このうち、サスのストローク量は、スプリングの固さで決まり、ストロークスピードはダンパーの減衰力に左右される。路面の追従性は、車高とサスペンションストロークが決め手となる。
このうち手っ取り早いのは、車高を下げること。車高を下げる=重心が下がる=4つのタイヤの接地性が常時上がり、ロールモーメントも減らせる。
メーカー純正のサスペンションの場合、降雪時にタイヤチェーンなどを装着することなども想定しているので、タイヤとタイヤハウスのクリアランスにかなり余裕を持たせていて、車高がけっこう高めに設定されている。操縦性を優先するなら、そうした純正サスのマージンを削り、車高を下げるとパフォーマンスが上がる。
ただし、車高を下げれば、サスペンションの縮み側のストロークが必然的に削られるので、サスペンションが底づきしないよう、スプリングレートを高める必要が出てくる。スプリングレートが高くなるということは、サスの動きが硬くなるので、乗り心地は犠牲になる。
また、スプリングが硬くなるということは、サスペンションが縮みにくくなり、伸びやすくなるということなので、ストロークスピードを左右するダンパーの減衰力も設定し直す必要がある。
具体的には、車高を2~3センチ落として、スプリングレートは120%程度アップ。
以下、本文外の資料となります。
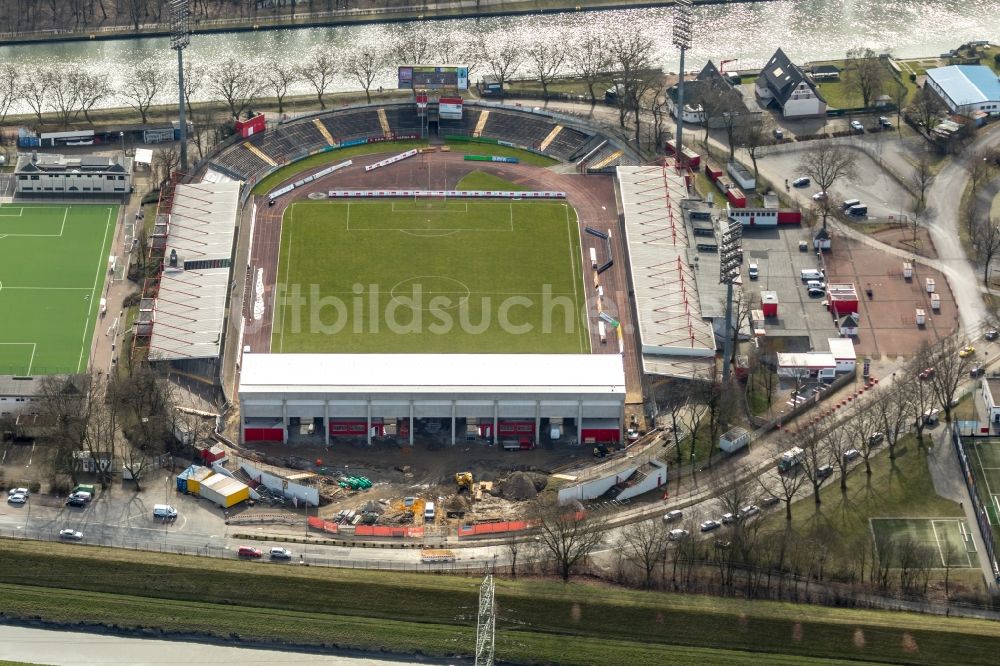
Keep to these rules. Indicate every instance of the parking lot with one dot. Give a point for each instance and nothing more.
(888, 318)
(803, 323)
(883, 195)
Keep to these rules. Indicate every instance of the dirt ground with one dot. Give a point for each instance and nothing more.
(902, 237)
(888, 318)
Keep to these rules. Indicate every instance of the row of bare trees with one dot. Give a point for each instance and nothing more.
(127, 418)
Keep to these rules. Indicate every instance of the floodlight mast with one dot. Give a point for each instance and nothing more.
(730, 260)
(180, 38)
(683, 21)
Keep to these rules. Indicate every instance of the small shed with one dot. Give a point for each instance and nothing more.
(734, 440)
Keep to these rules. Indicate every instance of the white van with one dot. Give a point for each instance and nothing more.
(164, 511)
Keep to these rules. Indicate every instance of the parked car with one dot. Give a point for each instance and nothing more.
(710, 525)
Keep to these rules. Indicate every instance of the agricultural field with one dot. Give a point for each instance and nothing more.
(430, 276)
(53, 265)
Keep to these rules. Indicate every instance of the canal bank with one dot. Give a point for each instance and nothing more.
(463, 9)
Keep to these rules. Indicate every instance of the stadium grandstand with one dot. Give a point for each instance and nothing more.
(561, 137)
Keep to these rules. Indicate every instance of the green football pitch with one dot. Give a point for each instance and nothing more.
(53, 262)
(410, 276)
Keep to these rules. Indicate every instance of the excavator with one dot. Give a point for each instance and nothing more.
(464, 481)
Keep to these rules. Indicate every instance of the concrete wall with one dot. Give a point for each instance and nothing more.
(594, 488)
(277, 484)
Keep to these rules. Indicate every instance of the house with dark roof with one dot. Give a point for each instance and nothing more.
(77, 175)
(784, 86)
(710, 88)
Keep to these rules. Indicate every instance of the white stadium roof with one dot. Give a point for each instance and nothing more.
(596, 374)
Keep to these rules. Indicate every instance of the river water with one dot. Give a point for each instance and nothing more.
(805, 29)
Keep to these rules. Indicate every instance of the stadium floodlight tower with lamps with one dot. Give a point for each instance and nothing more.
(683, 19)
(730, 260)
(180, 38)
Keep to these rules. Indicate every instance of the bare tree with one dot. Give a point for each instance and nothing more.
(865, 74)
(950, 369)
(923, 176)
(35, 90)
(566, 533)
(501, 59)
(10, 88)
(364, 65)
(319, 70)
(64, 94)
(92, 89)
(591, 60)
(280, 77)
(546, 63)
(645, 545)
(986, 240)
(236, 81)
(926, 108)
(142, 85)
(826, 164)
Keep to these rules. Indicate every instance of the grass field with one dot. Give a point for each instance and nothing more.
(950, 538)
(430, 276)
(53, 263)
(538, 621)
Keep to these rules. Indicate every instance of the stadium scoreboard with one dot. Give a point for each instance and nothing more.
(433, 77)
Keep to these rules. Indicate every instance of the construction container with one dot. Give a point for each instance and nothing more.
(224, 490)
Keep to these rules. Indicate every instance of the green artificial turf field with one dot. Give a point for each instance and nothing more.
(53, 262)
(433, 276)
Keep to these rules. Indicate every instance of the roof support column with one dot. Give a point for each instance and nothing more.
(538, 421)
(369, 431)
(411, 423)
(496, 420)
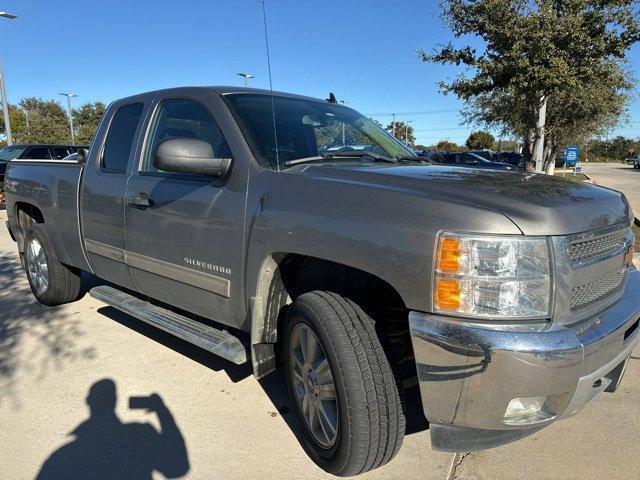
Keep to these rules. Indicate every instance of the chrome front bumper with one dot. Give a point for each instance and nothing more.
(469, 373)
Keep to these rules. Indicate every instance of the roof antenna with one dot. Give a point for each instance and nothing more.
(273, 108)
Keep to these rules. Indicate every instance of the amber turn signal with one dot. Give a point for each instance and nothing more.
(447, 294)
(448, 255)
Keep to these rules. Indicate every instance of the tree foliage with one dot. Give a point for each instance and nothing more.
(86, 120)
(550, 70)
(402, 131)
(480, 141)
(35, 120)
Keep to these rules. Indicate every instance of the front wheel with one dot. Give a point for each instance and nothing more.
(345, 395)
(52, 282)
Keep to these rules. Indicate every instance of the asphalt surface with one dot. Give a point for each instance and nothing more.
(217, 421)
(618, 176)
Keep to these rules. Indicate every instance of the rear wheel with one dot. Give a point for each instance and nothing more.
(52, 282)
(345, 395)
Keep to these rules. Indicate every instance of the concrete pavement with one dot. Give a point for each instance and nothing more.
(233, 426)
(618, 176)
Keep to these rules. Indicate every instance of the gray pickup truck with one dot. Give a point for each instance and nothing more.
(286, 230)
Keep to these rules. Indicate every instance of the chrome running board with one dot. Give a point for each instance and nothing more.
(216, 341)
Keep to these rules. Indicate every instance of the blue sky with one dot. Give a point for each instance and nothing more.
(363, 50)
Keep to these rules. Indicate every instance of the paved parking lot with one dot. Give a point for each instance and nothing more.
(233, 427)
(616, 175)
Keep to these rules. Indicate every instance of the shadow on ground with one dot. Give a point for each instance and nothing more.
(104, 447)
(273, 385)
(53, 332)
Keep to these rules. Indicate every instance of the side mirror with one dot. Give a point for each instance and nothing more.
(188, 155)
(82, 155)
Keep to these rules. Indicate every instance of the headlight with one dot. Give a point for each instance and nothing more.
(492, 277)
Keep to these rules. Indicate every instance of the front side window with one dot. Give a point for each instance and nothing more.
(181, 118)
(119, 141)
(307, 128)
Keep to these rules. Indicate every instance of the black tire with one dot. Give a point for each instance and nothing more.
(63, 281)
(371, 420)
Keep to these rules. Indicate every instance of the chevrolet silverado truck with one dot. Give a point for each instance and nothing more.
(294, 233)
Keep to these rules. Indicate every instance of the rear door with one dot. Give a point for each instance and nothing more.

ダンパーの減衰力は、縮み側をやや柔らかくして、反対に伸び側はやや硬くするようなイメージが、ひとつの基準となるだろう。
ただし、昨今のスポーツモデルの純正サスペンションは、かなり美味しいセッティングになっているので、とくに不満がないのに、なんとなく交換するのはもったいないし、ときにデチューンになることもあるので要注意。現状に対して、「ここが不満」「ここをもっとこうしたい」という具体的なリクエストがあり、そのための方法論がはっきりしている場合でないと、あまりメリットはないかもしれない。